For the purposes of cosmology — the study of what makes up the Universe and how — this is an incredibly interesting measurement to make. In theory, there are two types of matter:
- baryonic (normal) matter, which we expect should be packed down into a thin disk in our galaxy, and which should be primarily responsible for the acceleration of objects very close to the galactic plane,
- and dark matter, which should be extended in a large, diffuse, spherical halo around the galaxy, and which should significantly affect the acceleration of objects that are out of the galactic plane.

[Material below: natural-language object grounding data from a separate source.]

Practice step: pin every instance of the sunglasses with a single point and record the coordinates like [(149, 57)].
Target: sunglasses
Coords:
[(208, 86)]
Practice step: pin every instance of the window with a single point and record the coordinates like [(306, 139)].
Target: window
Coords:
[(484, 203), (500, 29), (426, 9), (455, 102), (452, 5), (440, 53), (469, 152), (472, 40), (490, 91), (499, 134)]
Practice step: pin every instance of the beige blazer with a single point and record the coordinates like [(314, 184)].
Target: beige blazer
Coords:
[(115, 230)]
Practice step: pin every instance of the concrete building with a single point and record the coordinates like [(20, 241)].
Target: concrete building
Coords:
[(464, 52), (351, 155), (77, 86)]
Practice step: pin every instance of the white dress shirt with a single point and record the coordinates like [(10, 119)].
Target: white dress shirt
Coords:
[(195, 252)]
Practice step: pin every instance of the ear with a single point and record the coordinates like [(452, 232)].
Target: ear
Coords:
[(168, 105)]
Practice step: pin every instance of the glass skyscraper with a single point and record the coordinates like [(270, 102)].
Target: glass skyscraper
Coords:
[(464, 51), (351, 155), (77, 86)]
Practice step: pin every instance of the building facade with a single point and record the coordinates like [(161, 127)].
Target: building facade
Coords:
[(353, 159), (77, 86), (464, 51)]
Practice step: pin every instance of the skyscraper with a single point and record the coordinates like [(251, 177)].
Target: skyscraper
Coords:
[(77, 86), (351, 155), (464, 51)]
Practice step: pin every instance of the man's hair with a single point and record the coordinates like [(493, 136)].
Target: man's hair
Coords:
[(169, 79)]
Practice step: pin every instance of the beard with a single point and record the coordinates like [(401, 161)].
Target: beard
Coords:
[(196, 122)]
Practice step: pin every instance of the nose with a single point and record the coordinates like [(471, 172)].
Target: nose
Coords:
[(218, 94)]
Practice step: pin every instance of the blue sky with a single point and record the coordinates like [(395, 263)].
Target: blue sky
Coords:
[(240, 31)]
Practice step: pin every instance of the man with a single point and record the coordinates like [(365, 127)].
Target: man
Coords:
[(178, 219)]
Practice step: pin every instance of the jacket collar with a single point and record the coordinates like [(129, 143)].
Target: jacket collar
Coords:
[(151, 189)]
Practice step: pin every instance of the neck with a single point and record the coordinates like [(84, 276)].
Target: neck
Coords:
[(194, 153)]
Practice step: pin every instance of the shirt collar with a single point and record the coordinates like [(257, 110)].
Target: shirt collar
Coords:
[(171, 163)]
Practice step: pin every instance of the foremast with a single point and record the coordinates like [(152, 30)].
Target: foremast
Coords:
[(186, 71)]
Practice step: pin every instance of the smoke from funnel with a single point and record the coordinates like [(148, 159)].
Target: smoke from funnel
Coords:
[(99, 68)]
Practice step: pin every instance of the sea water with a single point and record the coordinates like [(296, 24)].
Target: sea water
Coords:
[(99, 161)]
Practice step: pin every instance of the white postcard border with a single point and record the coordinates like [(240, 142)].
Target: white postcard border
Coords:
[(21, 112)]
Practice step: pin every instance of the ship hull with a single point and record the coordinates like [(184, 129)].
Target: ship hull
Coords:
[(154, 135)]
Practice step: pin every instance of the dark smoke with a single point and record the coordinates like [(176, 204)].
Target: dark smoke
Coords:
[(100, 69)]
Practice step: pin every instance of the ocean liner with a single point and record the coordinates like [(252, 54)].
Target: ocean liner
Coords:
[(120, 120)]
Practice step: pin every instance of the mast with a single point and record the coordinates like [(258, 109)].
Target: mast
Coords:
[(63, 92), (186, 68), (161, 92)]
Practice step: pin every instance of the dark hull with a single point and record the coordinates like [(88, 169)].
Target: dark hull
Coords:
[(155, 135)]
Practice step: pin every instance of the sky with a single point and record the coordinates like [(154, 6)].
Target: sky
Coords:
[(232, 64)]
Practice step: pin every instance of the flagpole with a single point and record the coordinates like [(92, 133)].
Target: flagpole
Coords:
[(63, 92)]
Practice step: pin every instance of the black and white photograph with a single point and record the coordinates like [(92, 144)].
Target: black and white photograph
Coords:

Because the Sun itself is virtually right in the middle of the galactic plane, located around 27,000 light-years from the galactic center, we’d want to get about 5,000 light-years out of the plane to detect dark matter’s influence, and about ~12,000 light-years away in the plane of the disk (in either direction) to find how dark matter was affecting the system. Since all of these pulsars were located within ~3,000 light-years of our location, we’d expect that they’d show virtually no indication of the influence of dark matter.
That’s, in fact, exactly what Chakrabarti’s team found. Making the first robust, direct measurement of the galactic acceleration without assuming the galaxy is in equilibrium, they found that there are about ~750 planet Earths worth of mass in every cubic light year of space: just 0.23% the mass of the Sun. Since we have other ways of measuring how much normal matter is present, we can conclude that between 85%-100% of the matter influencing galactic acceleration in our neighborhood is normal matter, and that dark matter — as predicted — barely has any effects at all.
This is the first time this powerful technique, of using both the orbital periods and the change in orbital periods of binary pulsars, has been leveraged to measure the galactic acceleration of objects in our own neighborhoods. It also marks the first time that, successfully, we’ve measured what the gravitational potential of our own galaxy is without needing to resort to assumptions that may not necessarily be well-founded.
Moreover, and perhaps most excitingly, three big advances should be coming in the near future: longer baselines of time over which these pulsars can be observed, additional binary pulsars that will help reduce the statistical errors in the study, and, with improved instrumentation and techniques, binary pulsars at greater distances. This last one is the most interesting to many, as they’ll either directly reveal our galaxy’s dark matter, or cast significant doubt on our assumptions that a large halo of dark matter actually surrounds our own galaxy. With more and better data on the way, these binary pulsar systems are finally shedding light on the dark matter that’s eluded us for so long.